Decoding MP3s, Volume 3: I Think I've Got What I Need
I’ve decided to abandon my project to write an MP3 decoder. This is the most significant project that I’ve officially declared myself “done” with at RC, and as such I feel I need to justify the decision to myself. By “most significant” I really mean “spent more than a couple hours on”, but while at RC it seems important to have a clear sense of what it takes for me to consider myself being “done” with something. At the risk of overgeneralizing, I think for a lot of people the most important question that needs an answer is “did I learn something?”. A finished product is necessary for showing, but it isn’t necessary for learning, and part of what makes RC feel so refreshing (to me, at least) is that it’s a rare place where learning is preferred to showing. It’s a brief respite from the pressure to exchange a fruit of labor for money.

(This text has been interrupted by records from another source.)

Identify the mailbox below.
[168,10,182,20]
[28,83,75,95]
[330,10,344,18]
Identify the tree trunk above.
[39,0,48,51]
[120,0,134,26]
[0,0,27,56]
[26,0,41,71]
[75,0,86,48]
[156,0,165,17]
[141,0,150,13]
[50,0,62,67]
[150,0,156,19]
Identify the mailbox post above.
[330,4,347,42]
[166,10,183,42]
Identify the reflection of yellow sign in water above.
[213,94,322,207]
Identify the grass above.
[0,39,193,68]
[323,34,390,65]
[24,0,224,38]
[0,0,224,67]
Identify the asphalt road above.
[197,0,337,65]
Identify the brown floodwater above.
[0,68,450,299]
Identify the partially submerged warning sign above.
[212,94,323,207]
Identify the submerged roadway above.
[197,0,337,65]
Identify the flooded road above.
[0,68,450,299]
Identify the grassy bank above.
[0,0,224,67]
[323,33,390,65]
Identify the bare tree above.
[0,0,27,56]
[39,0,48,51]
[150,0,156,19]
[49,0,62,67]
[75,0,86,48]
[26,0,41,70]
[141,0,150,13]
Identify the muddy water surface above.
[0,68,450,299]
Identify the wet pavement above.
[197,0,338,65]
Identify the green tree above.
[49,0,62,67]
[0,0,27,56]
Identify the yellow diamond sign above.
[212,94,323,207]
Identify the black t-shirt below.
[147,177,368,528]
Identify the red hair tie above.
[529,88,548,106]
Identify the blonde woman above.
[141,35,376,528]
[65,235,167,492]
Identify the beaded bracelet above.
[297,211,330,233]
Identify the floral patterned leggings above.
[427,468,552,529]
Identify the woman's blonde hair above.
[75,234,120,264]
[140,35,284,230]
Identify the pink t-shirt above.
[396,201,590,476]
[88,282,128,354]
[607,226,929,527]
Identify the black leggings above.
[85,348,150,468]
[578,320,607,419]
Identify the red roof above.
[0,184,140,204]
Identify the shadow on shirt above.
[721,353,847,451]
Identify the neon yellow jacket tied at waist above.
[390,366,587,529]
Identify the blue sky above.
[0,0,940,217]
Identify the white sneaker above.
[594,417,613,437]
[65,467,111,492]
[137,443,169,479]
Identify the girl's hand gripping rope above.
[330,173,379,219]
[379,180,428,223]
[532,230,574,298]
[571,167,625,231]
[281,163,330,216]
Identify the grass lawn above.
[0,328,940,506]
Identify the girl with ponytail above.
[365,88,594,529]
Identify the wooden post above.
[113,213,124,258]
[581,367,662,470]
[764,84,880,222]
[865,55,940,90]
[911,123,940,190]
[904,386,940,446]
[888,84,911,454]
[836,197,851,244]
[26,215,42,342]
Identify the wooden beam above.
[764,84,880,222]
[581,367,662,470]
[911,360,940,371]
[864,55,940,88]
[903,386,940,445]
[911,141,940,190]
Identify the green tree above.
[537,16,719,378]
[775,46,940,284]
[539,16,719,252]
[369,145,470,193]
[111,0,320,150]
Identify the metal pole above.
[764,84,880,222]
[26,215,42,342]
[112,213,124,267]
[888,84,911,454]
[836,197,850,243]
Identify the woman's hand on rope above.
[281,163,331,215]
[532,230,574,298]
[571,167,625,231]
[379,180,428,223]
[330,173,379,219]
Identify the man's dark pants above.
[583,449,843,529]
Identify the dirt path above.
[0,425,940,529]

So I feel fine and not at all uncomfortable with my decision to kill MP-3PO. My favorite name for a project is now wasted on something that will almost certainly never see the light of day.
One obvious reason I’m deciding to abandon the project is that I couldn’t get the dang thing to work. The specification is vague (and costs money) and leaves open the (quite realized) potential for different encoders to behave differently. To test my code, I used a combination of MediaConch and other mp3 decoders, and while they were indispensable resources in learning how the MP3 codec works, I kept getting different information about the files I was trying to decode. I would get different header values, side information values, and even information on where frames started and ended wouldn’t align.

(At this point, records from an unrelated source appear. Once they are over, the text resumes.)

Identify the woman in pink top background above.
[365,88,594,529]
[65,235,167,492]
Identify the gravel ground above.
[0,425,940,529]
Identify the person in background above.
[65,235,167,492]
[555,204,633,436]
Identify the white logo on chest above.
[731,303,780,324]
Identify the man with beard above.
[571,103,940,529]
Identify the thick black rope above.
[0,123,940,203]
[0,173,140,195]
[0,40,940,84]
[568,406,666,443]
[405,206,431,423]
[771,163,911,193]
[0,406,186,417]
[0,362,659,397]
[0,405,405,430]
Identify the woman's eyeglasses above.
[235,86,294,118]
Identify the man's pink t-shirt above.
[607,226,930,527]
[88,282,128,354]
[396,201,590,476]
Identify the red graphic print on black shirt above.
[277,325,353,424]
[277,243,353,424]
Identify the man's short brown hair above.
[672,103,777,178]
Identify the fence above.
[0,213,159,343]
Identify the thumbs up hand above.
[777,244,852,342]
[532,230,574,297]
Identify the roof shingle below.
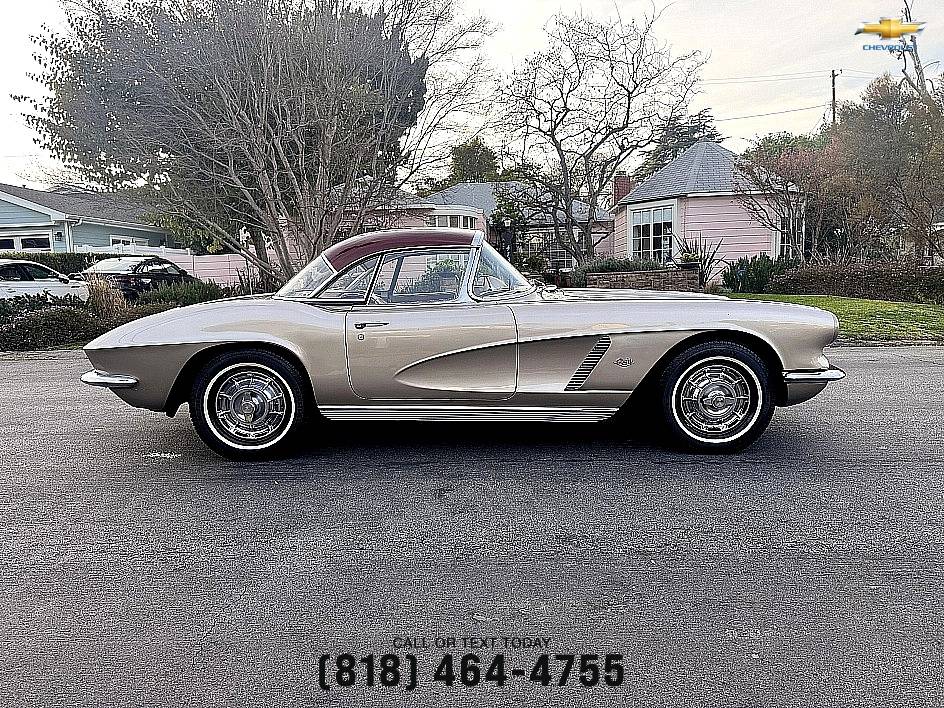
[617,142,737,206]
[0,184,159,226]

Another source of frustration was the source code I was reading. I know enough of Golang to understand that example, but I don’t know C++ or Haskell, the other two languages I saw examples for. Then, in digging into the C and assembly that comprises mpg123, I started to understand why so many libraries in higher-level languages rely on these libraries. MP3 decoding is a messy, complicated, and pretty thoroughly solved affair.
Another thing I learned while researching audio codecs is that each popular music service uses something different, and none of them use MP3. Spotify uses Ogg Vorbis (my new favorite thing to say), except in web browsers where it uses AAC. Apple uses m4p, a DRM-laden version of m4a, which is based on AAC. Bandcamp will let you download a bunch of different formats.
Some of these formats have native decoders in certain languages, some don’t. But you know what will decode them? Some C library written by a team of people over the course of decades. Not some idiot who wanted to work on it because he was amused by the name he gave his project.
And so the more I learned, the more a certain point was driven home: these implementations aren’t just good, they’re good enough.
I feel confident that I’m ending my MP3 adventure at the right point. I just wanted a better way to store and play my music, and so I’m turning my attention back to monty.